On the other hand, the standard of “best available science” seems to open the door to legal contestation of decisions, regulatory capture, and the like. As we all know, in many cases dealing with systems as complex as the environment and human health, what exactly constitutes the “best available science” can be defined convincingly (convincingly enough for legal purposes, at least) in different ways.
What are the prospects that these bills are going to make it through Congress?
For what it’s worth, the legislation-prediction website govtrack.us forecasts a 35% chance of Udall-Vitter making it out of committee and a 5% chance of the bill getting passed. From what I’ve read, and from the relative breadth of support for the bill, this seems a bit low. But I am no expert on the mechanications of Congress.
As things stand, Boxer’s bill seems to stand little to no chance. Its central distinction from Udall-Vitter – no preemption of state regulations – removes the bargaining chip that has brought the chemical industry to the table. In the current legislative climate, it’s difficult to imagine a bill getting passed without some degree of industry support. It may be, however, that there is middle ground to be found on this issue. (See my next post for more on this.)
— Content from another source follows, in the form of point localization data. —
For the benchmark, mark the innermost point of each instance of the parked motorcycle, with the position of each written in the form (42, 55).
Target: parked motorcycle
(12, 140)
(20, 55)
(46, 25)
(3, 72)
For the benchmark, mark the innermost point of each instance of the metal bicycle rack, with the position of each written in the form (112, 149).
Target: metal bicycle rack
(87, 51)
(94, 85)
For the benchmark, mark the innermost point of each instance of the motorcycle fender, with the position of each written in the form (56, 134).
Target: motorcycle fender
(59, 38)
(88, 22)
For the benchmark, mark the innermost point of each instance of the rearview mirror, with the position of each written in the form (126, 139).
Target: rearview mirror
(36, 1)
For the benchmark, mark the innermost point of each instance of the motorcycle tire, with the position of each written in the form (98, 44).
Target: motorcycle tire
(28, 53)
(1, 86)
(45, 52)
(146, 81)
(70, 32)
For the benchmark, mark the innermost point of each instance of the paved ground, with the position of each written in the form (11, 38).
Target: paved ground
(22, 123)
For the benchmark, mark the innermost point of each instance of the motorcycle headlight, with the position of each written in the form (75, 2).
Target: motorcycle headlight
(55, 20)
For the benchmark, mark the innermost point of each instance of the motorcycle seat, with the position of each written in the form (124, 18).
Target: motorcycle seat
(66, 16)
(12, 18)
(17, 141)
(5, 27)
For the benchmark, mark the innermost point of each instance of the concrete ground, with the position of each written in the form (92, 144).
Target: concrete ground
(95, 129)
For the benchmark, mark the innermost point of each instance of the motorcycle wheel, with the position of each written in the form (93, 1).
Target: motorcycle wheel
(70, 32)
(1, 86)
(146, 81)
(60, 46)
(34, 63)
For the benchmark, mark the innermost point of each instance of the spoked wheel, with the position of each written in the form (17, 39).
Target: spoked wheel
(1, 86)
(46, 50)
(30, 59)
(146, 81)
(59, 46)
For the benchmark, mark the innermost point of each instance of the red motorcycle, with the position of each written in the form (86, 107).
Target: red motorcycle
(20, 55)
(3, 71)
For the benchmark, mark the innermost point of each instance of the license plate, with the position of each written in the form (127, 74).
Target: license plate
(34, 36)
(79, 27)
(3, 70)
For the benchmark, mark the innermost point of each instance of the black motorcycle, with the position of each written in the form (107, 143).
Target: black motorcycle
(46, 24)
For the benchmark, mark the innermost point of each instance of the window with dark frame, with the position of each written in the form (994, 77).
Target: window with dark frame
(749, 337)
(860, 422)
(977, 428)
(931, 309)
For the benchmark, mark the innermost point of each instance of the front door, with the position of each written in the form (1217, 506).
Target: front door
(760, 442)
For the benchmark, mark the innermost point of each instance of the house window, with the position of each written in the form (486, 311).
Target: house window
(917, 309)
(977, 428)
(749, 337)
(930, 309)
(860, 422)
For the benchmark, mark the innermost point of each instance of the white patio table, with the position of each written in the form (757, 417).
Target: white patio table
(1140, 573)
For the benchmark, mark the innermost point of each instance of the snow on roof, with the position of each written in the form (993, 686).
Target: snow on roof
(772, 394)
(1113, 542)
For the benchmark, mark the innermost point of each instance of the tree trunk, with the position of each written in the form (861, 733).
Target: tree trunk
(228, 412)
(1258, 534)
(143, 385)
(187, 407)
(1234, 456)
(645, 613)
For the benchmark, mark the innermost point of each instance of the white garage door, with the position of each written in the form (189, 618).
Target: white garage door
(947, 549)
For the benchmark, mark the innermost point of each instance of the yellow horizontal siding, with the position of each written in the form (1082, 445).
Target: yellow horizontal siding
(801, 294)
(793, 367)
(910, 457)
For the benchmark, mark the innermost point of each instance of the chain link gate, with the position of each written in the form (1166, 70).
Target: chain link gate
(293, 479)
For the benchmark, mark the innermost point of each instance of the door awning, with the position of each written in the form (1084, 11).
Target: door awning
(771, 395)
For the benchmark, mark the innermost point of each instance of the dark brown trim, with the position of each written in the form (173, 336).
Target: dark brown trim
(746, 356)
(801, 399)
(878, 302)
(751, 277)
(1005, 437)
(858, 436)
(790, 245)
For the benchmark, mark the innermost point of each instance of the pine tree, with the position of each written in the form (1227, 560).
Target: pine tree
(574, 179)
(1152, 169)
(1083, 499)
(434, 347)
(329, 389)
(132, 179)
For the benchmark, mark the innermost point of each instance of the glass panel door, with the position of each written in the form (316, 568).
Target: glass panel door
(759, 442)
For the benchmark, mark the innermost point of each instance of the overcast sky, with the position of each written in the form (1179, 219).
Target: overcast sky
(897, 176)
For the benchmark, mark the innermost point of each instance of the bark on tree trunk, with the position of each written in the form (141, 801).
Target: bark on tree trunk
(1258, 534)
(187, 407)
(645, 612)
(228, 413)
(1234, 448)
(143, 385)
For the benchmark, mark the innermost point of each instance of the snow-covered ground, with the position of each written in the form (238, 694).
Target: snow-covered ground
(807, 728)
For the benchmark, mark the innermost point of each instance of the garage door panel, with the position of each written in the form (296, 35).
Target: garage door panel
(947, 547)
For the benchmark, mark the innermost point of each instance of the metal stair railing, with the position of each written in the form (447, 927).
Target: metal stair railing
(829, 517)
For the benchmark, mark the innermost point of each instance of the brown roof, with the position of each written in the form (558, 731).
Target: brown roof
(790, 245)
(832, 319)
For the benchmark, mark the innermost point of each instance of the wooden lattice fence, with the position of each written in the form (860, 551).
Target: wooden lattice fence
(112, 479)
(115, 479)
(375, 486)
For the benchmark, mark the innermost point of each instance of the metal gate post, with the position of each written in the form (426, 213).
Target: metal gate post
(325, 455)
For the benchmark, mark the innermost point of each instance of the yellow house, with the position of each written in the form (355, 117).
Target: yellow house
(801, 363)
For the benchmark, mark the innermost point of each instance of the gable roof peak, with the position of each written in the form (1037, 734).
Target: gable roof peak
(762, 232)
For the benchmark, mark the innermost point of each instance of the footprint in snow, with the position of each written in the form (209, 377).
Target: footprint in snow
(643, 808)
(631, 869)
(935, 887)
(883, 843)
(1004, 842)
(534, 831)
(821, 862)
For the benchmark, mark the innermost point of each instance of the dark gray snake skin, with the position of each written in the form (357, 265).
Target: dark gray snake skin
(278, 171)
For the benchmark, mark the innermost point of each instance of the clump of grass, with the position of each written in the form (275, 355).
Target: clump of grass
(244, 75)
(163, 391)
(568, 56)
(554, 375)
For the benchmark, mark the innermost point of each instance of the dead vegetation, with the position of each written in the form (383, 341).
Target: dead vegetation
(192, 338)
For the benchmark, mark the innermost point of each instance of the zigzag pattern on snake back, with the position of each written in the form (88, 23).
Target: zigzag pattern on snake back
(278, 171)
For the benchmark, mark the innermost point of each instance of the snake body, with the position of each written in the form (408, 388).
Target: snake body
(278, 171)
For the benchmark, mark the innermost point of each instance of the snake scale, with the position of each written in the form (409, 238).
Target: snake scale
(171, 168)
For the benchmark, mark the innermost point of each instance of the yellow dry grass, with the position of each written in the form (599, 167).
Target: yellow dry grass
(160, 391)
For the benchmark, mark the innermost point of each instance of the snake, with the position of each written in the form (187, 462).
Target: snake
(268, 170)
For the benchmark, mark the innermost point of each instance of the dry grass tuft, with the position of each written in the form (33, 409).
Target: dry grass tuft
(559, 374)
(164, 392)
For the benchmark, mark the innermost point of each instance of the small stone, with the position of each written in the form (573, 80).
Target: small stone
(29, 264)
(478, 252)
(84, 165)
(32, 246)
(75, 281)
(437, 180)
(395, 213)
What happens if neither bill passes?
The EPA, which has taken care not to take a position on either bill, will go on regulating under the framework of TSCA. Over the past couple of years, the agency has focused on developing its framework for evaluating existing chemicals. The current “TSCA workplan” for assessing such substances is generally similar to the high-priority list that the two bills propose, though less ambitious in scope (especially in comparison to Boxer-Markey). In a statement of the agency’s plans for 2015, the Assistant Administrator for Chemical Safety discussed how these efforts would continue, without mentioning the ongoing efforts to overhaul the laws governing his work. This was surely a politic omission; if the current conventional wisdom about Congress is to be believed, it was a realistic one as well.
Stay tuned for a more detailed breakdown of the reform bills soon.
* Of course, the lawyers for chemical firms are not a disinterested party when it comes to chemical regulation, to put it mildly. Still, they presumably have an incentive to analyze the proposed legislation accurately.